Final Review A
Recall that a DBMS has transactions interact with memory buffers using READ and WRITE operations, while it performs LOAD and STORE operations to send buffers to and from the disk. Why not have transactions simply modify the disk directly?
Disk accesses are quite slow relative to memory accesses, so it pays to cache the disk contents in memory, accumulating writes in memory until the information must appear on disk (as with committing a transaction in an undo-log system) or the buffer must be used for other purposes. Also, deferring writes makes canceling a transaction easier.
How does logging help to achieve the ACID transaction properties?
Logging helps primarily to achieve durability: We place information into the log whenever we want to ensure that information will be available should the database immediately crash and lose all information in RAM. It is also helpful for atomicity, as it gives us a way of undoing the transaction should it end up needing to abort.
Summarize what happens with an undo log when a transaction reaches the point where it is ready to commit. Explain all that must be placed onto disk at that point.
When a transaction requests a commit, the DBMS must first ensure that all buffers containing data modified by the transaction are flushed to disk. Then the DBMS inserts a COMMIT record into the log, and it flushes the log to disk. Only at that point can the DBMS report that the transaction has successfully completed.
What is a checkpoint in the context of database logs, and why is checkpointing worthwhile?
A checkpoint is a mark in the log indicating that on recovery, the log records previous to the checkpoint do not require recovery. (Sometimes, the checkpoint may identify a small set of transactions who may have records requiring recovery previous to the checkpoint.)

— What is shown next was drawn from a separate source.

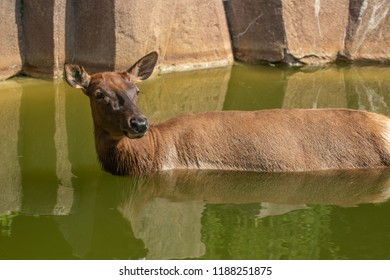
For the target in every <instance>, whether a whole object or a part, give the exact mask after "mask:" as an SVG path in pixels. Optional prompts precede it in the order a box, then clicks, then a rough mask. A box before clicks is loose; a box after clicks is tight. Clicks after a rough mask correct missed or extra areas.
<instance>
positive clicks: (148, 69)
mask: <svg viewBox="0 0 390 280" xmlns="http://www.w3.org/2000/svg"><path fill="white" fill-rule="evenodd" d="M157 58H158V55H157V53H156V52H152V53H149V54H148V55H146V56H144V57H143V58H141V59H140V60H138V61H137V62H136V63H135V64H134V65H133V66H131V67H130V68H129V69H128V70H127V71H125V72H101V73H96V74H91V75H90V74H88V73H87V71H85V69H84V68H83V67H82V66H79V65H75V64H65V65H64V73H65V80H66V81H67V83H68V84H69V85H70V86H72V87H74V88H80V89H82V91H83V92H84V93H85V94H86V95H87V96H88V97H89V99H90V104H91V111H92V117H93V121H94V125H95V132H96V129H99V130H101V131H103V132H105V133H107V134H109V136H111V137H112V138H121V137H123V136H127V137H129V138H139V137H142V136H143V135H144V134H145V133H146V131H147V130H148V128H149V124H148V120H147V118H146V117H145V116H144V115H143V114H142V113H141V111H140V110H139V109H138V107H137V106H136V101H137V96H138V93H139V89H138V88H137V86H136V83H138V82H140V81H143V80H146V79H147V78H149V77H150V75H151V74H152V72H153V69H154V67H155V65H156V62H157Z"/></svg>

Without checkpointing, the database log can grow extremely long, and the recovery process would take many hours or even days. Checkpointing allows the recovery process to be completed in a more realistic time period.

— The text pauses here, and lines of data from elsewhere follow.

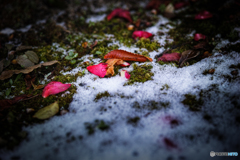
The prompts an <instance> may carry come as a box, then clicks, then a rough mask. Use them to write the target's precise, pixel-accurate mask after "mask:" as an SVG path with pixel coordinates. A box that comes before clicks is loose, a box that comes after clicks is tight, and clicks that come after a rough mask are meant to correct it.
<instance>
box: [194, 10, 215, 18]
mask: <svg viewBox="0 0 240 160" xmlns="http://www.w3.org/2000/svg"><path fill="white" fill-rule="evenodd" d="M212 16H213V15H212V13H210V12H208V11H202V12H200V13H199V14H197V15H196V16H195V19H208V18H211V17H212Z"/></svg>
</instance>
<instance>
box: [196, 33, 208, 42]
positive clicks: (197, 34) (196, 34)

Suppose we have a system using an undo log, where each data element is a full block of data consisting of a single number, and where we have three buffers in memory — one for the log, and two to hold two different blocks of memory. We have three data elements A, B, and C, whose initial data values are 1, 2, and 3 respectively. As two transactions T and U requests each of the following operations (to be inserted into the undo log), what must the DBMS do?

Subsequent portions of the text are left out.